Will these be a hands on training, or more of a tutorial type thing?


----------



## cypukas

Probably will go for it


----------



## badman gee

stick me on the list for both please.

payment sent

(Unique Transaction ID4UR32053WS548490W)

many thanks

mark:thumb:


----------



## Tiggs

Tiggs said:


> Will these be a hands on training, or more of a tutorial type thing?


Anybody???


----------



## Dodo Factory

See edited post above.


----------



## JayA3sline

*PayPal issues*

I'm interested in attending both courses but I'm currently having issues with PayPal, everytime I write in the payee address its saying error. So I'll give you a call to pay over the phone tomo. Could you put me down as pending please till I ring.

Regards


----------



## JayA3sline

JayA3sline said:


> I'm interested in attending both courses but I'm currently having issues with PayPal, everytime I write in the payee address its saying error. So I'll give you a call to pay over the phone tomo. Could you put me down as pending please till I ring.
> 
> Regards


^^^^^
All paid via telephone today.


----------



## Dodo Factory

MORNING - WETSAND
1. Bee
2. Georgeandpeppa
3. Turbo Tony
4. Thomas S
5. Chris A
6. Badman Gee
7. JayA3sline
8.
9.
10.
11.
12.
etc.


AFTERNOON - ADVANCED MACHINE POLISHING
1. Bee
2. Georgeandpeppa 
3. Turbo Tony
4. Thomas S
5. Chris A
6. Badman Gee
7. JayA3sline
8.
9.
10.
11.
12.
etc.


----------



## Dodo Factory

MORNING - WETSAND
1. Bee
2. Georgeandpeppa
3. Turbo Tony
4. Thomas S
5. Chris A
6. Badman Gee
7. JayA3Sline
8.
9.
etc.


AFTERNOON - ADVANCED MACHINE POLISHING
1. Bee
2. Georgeandpeppa 
3. Turbo Tony
4. Thomas S
5. Chris A
6. Badman Gee
7. JayA3Sline
8. TomTTS
9.
10.
11.
etc.


----------



## Bee

I can't wait for these sessions learning from the best no brainer for me


----------



## Extreme Gleam

Dodo Factory said:


> AFTERNOON - ADVANCED MACHINE POLISHING
> 1. Bee
> 2. Georgeandpeppa
> 3. Turbo Tony
> 4. Thomas S
> 5. Chris A
> 6. Badman Gee
> 7. JayA3Sline
> 8. TomTTS
> 9.
> 10.
> 11.
> etc.


Woo hoo! Position number 8 for me! Can't wait for this! :thumb:


----------



## Waxstock

We can take up to 30 attendees on these two classes. If they run with just 8 attendees, the lucky eight will get some of the best value and most intensive training Kelly at KDS has ever done :thumb:

Due to the necessity of needing a Waxstock ticket to attend these classes, we are doing a last minute offer:

- One class of your choice + Waxstock entry = 35 GBP
- Both classes + Waxstock entry = 55 GBP

These will need to be paid by paypal to paypal - at - dodojuice - dot -com with 'Waxtock KDS Training' and your name and address in the payment somewhere, so we can send the entry tickets. If you want to pay by card, email trade -at - waxstock - dot-com with a contact tel number.
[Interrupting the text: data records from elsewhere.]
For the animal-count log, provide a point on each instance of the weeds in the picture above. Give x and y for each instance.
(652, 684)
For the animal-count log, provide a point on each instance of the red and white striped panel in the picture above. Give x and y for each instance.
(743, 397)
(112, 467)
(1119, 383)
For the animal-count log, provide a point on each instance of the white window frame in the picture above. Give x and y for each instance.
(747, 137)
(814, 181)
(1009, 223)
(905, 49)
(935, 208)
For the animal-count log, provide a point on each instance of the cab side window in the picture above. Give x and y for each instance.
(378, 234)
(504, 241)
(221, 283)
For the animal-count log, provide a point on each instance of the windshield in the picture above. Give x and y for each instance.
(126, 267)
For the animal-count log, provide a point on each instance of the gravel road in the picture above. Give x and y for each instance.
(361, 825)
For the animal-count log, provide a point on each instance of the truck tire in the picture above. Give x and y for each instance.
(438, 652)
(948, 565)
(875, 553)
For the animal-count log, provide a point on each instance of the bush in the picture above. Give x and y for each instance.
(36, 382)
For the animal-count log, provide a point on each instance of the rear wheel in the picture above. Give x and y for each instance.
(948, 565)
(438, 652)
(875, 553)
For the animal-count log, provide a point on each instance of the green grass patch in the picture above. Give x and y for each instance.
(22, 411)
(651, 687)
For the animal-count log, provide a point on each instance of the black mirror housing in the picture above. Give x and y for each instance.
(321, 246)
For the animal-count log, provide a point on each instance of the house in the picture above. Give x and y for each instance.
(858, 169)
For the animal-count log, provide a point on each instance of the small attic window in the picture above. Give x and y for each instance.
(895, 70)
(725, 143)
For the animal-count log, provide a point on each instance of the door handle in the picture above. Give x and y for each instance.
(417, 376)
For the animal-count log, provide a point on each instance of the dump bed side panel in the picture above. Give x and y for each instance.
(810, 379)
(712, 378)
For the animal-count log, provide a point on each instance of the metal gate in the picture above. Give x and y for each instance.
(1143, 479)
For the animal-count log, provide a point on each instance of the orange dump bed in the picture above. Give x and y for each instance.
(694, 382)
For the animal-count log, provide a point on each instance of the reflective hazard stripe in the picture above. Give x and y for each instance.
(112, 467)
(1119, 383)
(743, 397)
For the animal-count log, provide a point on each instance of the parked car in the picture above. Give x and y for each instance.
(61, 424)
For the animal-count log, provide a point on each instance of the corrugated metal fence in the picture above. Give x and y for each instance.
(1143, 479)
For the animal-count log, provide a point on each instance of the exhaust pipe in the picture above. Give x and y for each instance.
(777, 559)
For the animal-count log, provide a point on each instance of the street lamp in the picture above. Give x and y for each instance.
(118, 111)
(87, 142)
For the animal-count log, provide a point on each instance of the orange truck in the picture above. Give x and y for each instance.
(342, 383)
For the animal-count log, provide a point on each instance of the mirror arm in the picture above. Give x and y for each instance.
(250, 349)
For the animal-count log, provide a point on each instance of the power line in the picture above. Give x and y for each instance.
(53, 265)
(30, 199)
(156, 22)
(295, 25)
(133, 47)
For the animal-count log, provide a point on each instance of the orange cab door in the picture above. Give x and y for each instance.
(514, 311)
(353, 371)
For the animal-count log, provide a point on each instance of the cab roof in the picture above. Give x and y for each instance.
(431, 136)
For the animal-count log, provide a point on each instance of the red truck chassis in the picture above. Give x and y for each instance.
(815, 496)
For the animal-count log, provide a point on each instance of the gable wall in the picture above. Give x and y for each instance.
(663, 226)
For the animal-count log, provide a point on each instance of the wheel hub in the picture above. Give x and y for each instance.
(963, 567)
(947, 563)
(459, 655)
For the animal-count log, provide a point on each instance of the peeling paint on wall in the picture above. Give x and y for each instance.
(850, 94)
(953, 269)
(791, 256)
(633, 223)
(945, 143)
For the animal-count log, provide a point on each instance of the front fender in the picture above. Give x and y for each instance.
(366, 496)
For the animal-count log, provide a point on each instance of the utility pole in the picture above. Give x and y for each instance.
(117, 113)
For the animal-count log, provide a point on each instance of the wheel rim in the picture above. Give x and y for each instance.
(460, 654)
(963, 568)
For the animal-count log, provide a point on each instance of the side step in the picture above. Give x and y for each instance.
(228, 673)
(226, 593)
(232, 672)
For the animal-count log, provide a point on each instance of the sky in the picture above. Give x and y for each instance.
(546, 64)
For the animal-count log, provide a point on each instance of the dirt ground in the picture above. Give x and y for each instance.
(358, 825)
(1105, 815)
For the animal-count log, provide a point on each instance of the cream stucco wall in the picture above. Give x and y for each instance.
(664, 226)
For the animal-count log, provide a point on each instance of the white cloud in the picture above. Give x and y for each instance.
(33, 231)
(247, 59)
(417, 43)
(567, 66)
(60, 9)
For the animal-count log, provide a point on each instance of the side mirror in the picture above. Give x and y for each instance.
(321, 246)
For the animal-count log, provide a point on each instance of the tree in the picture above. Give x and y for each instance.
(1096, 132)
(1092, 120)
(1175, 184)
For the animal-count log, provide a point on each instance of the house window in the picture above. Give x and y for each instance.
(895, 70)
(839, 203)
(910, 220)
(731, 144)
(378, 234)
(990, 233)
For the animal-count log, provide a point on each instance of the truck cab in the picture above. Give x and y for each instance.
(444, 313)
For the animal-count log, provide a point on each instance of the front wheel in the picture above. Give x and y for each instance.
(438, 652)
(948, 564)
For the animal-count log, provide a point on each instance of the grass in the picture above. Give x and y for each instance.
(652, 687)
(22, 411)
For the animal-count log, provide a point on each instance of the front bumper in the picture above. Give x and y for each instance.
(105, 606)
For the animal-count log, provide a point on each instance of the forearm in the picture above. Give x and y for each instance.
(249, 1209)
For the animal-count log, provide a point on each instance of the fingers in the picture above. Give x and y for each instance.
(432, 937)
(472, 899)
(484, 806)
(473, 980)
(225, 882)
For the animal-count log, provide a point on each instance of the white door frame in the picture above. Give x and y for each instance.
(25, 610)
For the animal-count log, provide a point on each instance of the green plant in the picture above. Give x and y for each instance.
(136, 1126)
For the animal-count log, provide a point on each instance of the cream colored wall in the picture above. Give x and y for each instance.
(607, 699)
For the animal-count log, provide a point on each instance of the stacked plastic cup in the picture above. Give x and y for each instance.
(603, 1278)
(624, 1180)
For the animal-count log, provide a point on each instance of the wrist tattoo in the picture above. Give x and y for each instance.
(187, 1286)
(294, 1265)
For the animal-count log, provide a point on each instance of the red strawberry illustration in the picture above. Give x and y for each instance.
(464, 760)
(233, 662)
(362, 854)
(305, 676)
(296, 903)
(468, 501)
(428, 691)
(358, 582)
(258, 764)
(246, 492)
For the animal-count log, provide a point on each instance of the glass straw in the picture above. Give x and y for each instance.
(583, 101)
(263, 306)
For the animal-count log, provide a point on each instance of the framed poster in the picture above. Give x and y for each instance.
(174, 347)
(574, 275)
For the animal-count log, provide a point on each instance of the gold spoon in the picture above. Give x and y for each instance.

Any remaining slots will be sold on the day.


----------



## Dodo Factory

MORNING - WETSAND - 11am-12.30pm (may include short break)
1. Bee
2. Georgeandpeppa
3. Turbo Tony
4. Thomas S
5. Chris A
6. Badman Gee
7. JayA3sline
8. Lawrence O
9.
10.
11.
12.
etc.


AFTERNOON - ADVANCED MACHINE POLISHING - 2.00pm-3.30pm (may include short break)
1. Bee
2. Georgeandpeppa 
3. Turbo Tony
4. Thomas S
5. Chris A
6. Badman Gee
7. JayA3sline
8. Tom TTS
9.
10.
11.
12.
etc.


----------



## Waxstock

MORNING - WETSAND - 11am-12.30pm (may include short break)
1. Bee
2. Georgeandpeppa
3. Turbo Tony
4. Thomas S
5. Chris A
6. Badman Gee
7. JayA3sline
8. Lawrence O
9.
10.
11.
12.
etc.


AFTERNOON - ADVANCED MACHINE POLISHING - 2.00pm-3.30pm (may include short break)
1. Bee
2. Georgeandpeppa 
3. Turbo Tony
4. Thomas S
5. Chris A
6. Badman Gee
7. JayA3sline
8. Tom TTS
9. Duncan H
10.
11.
12.
etc.


----------



## J77ONO

I am interested in doing the afternoon Advanced Machine Polishing session..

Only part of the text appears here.